“I woke up as the sun was reddening; and that was the one distinct time in my life, the strangest moment of all, when I didn’t know who I was – I was far away from home, haunted and tired with travel, in a cheap hotel room I’d never seen, hearing the hiss of steam outside, and the creak of the old wood of the hotel, and footsteps upstairs, and all the sad sounds, and I looked at the cracked high ceiling and really didn’t know who I was for about fifteen strange seconds. I wasn’t scared; I was just somebody else, some stranger, and my whole life was a haunted life, the life of a ghost.”

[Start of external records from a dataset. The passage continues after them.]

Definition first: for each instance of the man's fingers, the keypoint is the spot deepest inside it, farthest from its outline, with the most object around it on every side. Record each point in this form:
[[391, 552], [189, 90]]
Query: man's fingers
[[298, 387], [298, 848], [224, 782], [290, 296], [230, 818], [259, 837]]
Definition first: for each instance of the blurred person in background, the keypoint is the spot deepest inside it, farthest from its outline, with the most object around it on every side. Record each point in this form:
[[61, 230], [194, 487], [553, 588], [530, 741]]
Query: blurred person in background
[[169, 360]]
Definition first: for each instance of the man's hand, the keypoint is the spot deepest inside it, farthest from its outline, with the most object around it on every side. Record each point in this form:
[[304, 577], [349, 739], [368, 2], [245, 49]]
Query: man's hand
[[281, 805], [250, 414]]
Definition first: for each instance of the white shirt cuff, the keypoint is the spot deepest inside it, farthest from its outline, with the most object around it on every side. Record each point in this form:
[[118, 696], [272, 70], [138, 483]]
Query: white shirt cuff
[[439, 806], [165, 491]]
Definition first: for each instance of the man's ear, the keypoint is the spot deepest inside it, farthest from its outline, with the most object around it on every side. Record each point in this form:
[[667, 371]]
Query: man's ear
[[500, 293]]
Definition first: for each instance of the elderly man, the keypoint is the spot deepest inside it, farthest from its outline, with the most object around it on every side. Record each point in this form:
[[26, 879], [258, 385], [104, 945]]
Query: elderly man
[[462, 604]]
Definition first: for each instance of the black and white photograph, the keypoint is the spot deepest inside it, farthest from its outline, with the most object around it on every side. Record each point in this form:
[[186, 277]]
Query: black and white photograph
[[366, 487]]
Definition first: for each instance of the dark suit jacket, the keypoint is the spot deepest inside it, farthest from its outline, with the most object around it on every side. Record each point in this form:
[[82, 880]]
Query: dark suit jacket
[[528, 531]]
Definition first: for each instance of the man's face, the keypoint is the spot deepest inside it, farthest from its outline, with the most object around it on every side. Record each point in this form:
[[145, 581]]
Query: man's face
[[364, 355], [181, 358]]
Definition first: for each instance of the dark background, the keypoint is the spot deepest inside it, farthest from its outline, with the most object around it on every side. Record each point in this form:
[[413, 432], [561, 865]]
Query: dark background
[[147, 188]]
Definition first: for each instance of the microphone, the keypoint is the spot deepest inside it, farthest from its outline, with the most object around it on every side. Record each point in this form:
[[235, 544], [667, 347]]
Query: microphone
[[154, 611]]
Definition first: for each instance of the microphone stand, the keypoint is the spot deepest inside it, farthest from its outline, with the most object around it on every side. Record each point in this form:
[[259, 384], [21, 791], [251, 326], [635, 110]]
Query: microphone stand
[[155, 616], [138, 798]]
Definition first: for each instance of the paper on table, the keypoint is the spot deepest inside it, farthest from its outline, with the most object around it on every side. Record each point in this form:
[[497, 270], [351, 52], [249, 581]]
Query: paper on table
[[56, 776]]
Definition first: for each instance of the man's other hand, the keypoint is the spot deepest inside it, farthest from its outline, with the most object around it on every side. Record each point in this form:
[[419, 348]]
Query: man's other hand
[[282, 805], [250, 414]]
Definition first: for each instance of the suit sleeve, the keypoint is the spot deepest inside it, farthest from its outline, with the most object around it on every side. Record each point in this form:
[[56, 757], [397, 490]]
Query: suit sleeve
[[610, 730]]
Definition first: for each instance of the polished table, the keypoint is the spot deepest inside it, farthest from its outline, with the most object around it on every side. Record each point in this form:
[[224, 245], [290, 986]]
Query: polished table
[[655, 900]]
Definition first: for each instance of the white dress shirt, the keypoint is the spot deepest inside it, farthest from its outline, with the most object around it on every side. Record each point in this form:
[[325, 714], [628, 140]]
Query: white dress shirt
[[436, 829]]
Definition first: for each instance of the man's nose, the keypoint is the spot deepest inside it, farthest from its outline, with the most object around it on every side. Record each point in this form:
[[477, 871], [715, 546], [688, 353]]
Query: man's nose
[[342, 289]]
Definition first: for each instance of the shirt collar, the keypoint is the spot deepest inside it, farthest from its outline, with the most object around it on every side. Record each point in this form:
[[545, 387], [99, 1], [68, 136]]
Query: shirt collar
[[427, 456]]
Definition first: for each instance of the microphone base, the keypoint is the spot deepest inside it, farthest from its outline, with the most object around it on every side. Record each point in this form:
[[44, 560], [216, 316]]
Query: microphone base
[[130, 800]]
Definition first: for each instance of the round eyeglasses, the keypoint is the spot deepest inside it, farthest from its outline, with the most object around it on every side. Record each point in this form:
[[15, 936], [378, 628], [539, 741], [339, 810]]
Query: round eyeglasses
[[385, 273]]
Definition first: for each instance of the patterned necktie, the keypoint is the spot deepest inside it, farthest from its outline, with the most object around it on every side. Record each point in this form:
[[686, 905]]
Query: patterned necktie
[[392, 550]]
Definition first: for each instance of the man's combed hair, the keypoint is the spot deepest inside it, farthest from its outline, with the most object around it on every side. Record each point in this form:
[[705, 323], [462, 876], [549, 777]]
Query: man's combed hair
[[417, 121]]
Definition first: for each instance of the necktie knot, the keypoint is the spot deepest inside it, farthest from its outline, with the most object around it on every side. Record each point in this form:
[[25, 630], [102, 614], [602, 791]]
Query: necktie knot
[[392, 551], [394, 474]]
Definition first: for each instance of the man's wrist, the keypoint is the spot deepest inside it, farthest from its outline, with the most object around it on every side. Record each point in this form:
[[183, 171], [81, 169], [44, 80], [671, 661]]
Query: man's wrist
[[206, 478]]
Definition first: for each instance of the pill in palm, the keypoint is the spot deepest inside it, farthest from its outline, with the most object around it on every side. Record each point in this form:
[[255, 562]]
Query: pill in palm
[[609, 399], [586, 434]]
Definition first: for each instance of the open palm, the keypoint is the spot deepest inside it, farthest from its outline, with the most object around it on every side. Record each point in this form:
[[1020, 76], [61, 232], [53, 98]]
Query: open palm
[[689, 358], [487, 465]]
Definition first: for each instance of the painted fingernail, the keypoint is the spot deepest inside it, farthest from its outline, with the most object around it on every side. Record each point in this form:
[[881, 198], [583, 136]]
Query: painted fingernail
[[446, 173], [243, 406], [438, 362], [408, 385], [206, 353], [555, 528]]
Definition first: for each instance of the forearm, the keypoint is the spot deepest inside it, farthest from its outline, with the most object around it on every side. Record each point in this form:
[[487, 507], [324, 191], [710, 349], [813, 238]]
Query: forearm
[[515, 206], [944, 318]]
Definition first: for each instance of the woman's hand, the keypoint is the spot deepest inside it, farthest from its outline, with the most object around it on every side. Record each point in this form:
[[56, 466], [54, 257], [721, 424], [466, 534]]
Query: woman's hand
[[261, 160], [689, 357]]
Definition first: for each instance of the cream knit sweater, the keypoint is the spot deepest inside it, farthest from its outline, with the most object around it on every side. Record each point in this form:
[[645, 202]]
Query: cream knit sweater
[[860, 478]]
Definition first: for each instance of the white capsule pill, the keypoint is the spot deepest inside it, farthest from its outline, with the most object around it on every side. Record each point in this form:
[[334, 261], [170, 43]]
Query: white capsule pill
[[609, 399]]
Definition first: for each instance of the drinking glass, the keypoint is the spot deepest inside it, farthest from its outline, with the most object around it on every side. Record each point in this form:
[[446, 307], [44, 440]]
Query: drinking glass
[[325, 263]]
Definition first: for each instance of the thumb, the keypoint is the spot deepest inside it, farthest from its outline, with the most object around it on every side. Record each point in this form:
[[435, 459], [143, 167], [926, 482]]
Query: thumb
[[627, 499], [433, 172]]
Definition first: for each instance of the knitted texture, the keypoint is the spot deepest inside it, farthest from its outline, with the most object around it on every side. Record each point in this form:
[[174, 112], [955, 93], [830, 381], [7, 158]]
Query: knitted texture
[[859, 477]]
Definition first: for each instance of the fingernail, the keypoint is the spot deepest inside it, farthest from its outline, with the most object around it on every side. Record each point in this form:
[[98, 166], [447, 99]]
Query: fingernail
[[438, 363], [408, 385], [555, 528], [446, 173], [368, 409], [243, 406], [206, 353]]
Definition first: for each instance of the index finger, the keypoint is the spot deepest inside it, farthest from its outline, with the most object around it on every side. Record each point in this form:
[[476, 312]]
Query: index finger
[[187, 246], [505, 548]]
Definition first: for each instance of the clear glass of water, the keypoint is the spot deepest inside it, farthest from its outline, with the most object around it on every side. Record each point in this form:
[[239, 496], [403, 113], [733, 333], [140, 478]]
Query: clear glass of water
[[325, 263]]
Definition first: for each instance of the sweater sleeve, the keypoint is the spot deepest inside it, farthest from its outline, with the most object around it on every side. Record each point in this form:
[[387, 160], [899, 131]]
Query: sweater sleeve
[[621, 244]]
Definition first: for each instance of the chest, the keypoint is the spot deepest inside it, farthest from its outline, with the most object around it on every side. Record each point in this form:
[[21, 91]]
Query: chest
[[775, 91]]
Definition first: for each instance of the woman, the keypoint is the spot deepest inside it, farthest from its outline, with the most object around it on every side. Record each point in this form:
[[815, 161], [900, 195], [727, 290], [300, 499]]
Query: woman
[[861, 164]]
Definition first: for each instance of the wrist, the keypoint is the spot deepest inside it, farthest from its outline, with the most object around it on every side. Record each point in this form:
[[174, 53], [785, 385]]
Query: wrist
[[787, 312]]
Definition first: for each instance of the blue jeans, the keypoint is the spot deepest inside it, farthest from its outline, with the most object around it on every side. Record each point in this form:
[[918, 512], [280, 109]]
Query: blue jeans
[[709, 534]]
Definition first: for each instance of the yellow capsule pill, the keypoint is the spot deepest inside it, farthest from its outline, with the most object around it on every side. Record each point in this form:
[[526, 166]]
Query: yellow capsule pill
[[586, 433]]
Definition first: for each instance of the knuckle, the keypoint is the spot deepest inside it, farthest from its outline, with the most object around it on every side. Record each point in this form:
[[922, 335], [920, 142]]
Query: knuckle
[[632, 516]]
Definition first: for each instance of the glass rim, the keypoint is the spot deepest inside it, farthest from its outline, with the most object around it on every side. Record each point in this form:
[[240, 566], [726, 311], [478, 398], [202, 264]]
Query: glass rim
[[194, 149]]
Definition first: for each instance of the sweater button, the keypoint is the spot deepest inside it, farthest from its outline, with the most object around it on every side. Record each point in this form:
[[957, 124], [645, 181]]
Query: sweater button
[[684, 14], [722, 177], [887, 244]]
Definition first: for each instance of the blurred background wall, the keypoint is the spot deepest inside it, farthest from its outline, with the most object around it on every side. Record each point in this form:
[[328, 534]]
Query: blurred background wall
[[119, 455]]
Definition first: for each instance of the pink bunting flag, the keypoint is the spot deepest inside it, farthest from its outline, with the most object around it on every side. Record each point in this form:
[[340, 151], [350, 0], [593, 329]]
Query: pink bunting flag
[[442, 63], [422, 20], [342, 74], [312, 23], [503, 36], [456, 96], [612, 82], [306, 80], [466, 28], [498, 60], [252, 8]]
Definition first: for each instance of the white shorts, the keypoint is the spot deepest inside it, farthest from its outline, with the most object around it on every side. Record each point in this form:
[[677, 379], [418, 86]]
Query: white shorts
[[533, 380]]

― Jack Kerouac, On the Road.
After my contract in Korea ended, I went on vacation to China and Sweden for almost three weeks. It was a fairly busy vacation and it involved me lugging all my belongings around in two beat-up suitcases that repeatedly went over the limit for the flights I was taking. By the time I got to Spain, I was extremely sleep deprived, confused, and not ready to take on a new life. Two years in Korea is a long time and the culture there had become my normality. I didn’t realize how much so until I got to Spain. Nothing made sense to me. I told a friend I felt like a Korean in Spain. I hadn’t given myself anytime to re-evaluate my life after Korea and now I was experiencing culture shock (from being in a new country) AND reverse culture shock (from returning to a Western culture) simultaneously. I’ve never gotten severe culture shock before, but I had experienced horrible reverse culture shock when I returned to America from my year abroad in Sweden. It’s a horrible feeling and it tainted my first few weeks in Spain, but I am happy to say that I am now assimilated into the Spanish lifestyle and unbelievably happy to be here. I’m even considering a second year, which was never my plan when I first applied.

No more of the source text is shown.